The economic benefits of adding capacity: The Power to Grow described a range of benefits that would flow from increased electricity-generating capacity:

  • Increased competition. New York's transition to competitive electricity markets, which began in 1998, sought to reduce energy prices by introducing market forces. But this will work only if there are enough suppliers bidding against one another for business. "Competition is the only certain, long-term way of ensuring that our energy needs are met at the lowest possible price," the paper said. "Competitive electrical prices, in turn, will make it more attractive to live, to do business, and to provide jobs in New York. Competitive prices will also benefit schools, government, hospitals, and other institutions that serve public needs."
  • Sustained reliability. Increasing generating capacity will allow New York's utilities to continue providing power reliably even if there are planned shutdowns for scheduled maintenance, or unplanned shutdowns due to failures of plants and/or transmission systems.
  • Economic growth. In addition to directly creating construction and power-plant jobs in New York's Capital District, the Bethlehem Energy Center would generate confidence statewide in New York's energy future, and thus encourage industrial and commercial investments here, the paper said.

The economic risks of inadequate capacity: Without additional capacity to ensure reliability and price-reducing competition, New York's economy will face a number of serious long-term risks, the paper said.

  • New York, which has seen manufacturing employment decline significantly in recent decades, could continue to lose jobs — directly as a result of high energy costs.

    States with above-average energy costs lost manufacturing jobs at a faster rate than other states, the paper showed. Between 1993 and 1998, the 16 states with above-average industrial electric rates lost 2 percent of their manufacturing jobs; the 34 states with below-average industrial rates averaged a 10 percent increase in manufacturing jobs and a 39 percent increase in manufacturing output, the paper noted. The same analysis of the 10 largest manufacturing states, including New York, showed a similar pattern, the paper noted.
  • The commercial sector, in which growth has helped offset New York's loss of manufacturing jobs in recent decades, also depends heavily on affordable energy. The paper cited the growth of so-called "server farms" — large, electricity-intensive data centers with rows of computers servicing network needs. A single modest 10,000 square foot "server farm" needs as much as one million watts of power to run, the paper noted.
  • Business confidence in New York's economy would falter, as it did in California after its energy crisis in early 2001. California surveys of business showed widely faltering confidence in investing in California because of concerns about the price and supply of energy, the paper noted. Craig Barrett, CEO of Intel Corp., California's second-largest employers, said there was "not a chance" that his company would approve any Silicon Valley expansion until it was certain the reliability crisis had ended, the paper added.

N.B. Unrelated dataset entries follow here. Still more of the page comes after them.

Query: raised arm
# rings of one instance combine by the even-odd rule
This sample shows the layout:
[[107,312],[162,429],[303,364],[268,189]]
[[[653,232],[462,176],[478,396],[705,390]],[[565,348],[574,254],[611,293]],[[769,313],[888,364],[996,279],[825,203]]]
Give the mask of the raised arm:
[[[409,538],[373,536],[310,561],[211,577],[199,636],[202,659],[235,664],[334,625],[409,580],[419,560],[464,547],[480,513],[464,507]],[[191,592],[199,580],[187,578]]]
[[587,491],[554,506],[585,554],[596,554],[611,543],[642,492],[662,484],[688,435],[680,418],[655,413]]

The limited value of conservation: New York businesses have saved billions of dollars through energy efficiencies in the last decade alone, the paper noted, and business commitment to cost-cutting conservation will continue, the paper said. But during this same period, the paper added, "energy consumption has grown and will continue to do so. Energy efficiency will not eliminate the need for BEC."

Growth in demand in New York has continued despite advances in energy-efficiency, the paper added. "In the last half-century, the overall energy efficiency of the U.S. economy has improved by 47 percent, yet our per capita energy consumption has increased 65 percent."

"This is a reflection of a basic tenet of economics, which holds that greater efficiency in inputs tends to be converted into greater outputs, rather than fewer inputs," the paper noted. Further increases in efficiency are there likely to produce further growth in energy demand.

"Because electricity is so ubiquitous, so integral a part of modern life, we tend to take it for granted," the paper said. "Our dependence upon electricity is a given, but it must not become an afterthought."